Clueless in the cloud

What Amazon wrote:

We have noticed that one or more of your instances are running on a host degraded due to hardware failure. [...]

The host needs to undergo maintenance and will be taken down [...]

What Amazon might have written:

Thought you were clever, eh? Running that fancy Cassandra cluster? I bet you didn't expect your redundant copies on several Cassandra nodes to really be stored on the same crummy drive.

Nothing went wrong, in the event.

The cloud doesn't give very many clues about actual failure threats.

I like iron. When services run on iron, I'm not so clueless about what might fail together. I know what's located in the same room, I know what data is actually stored on the same spinning drive.

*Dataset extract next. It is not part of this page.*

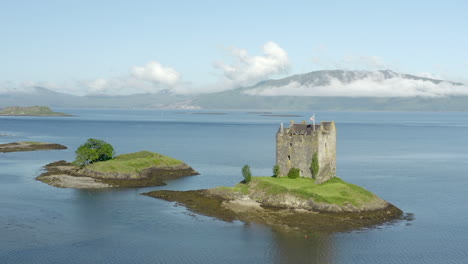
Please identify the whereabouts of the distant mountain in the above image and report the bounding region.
[193,70,468,111]
[244,70,463,90]
[0,70,468,111]
[0,87,198,109]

Last night, Amazon vendor discarded some packets from a real server (in the non-AWS part of a VPN) to a virtual host (in an AWS VPC, part of the same VPN). I couldn't tell why. The cloud provides no packet counts via SNMP, no graphs. My router in the VPC gives me zero clues about what goes wrong, when something does.

Two months ago, it became clear that Amazon's load balancing appliance uses ELB. When ELB broke, some load balancers did too. What customer could have guessed that dependency?

Amazon certainly does a fabulous job of keeping virtual hosts running. Maybe other cloud vendors do too, Amazon's the only one with which I have substantial experience. But I feel clueless. I have to trust Amazon too much and know far too little.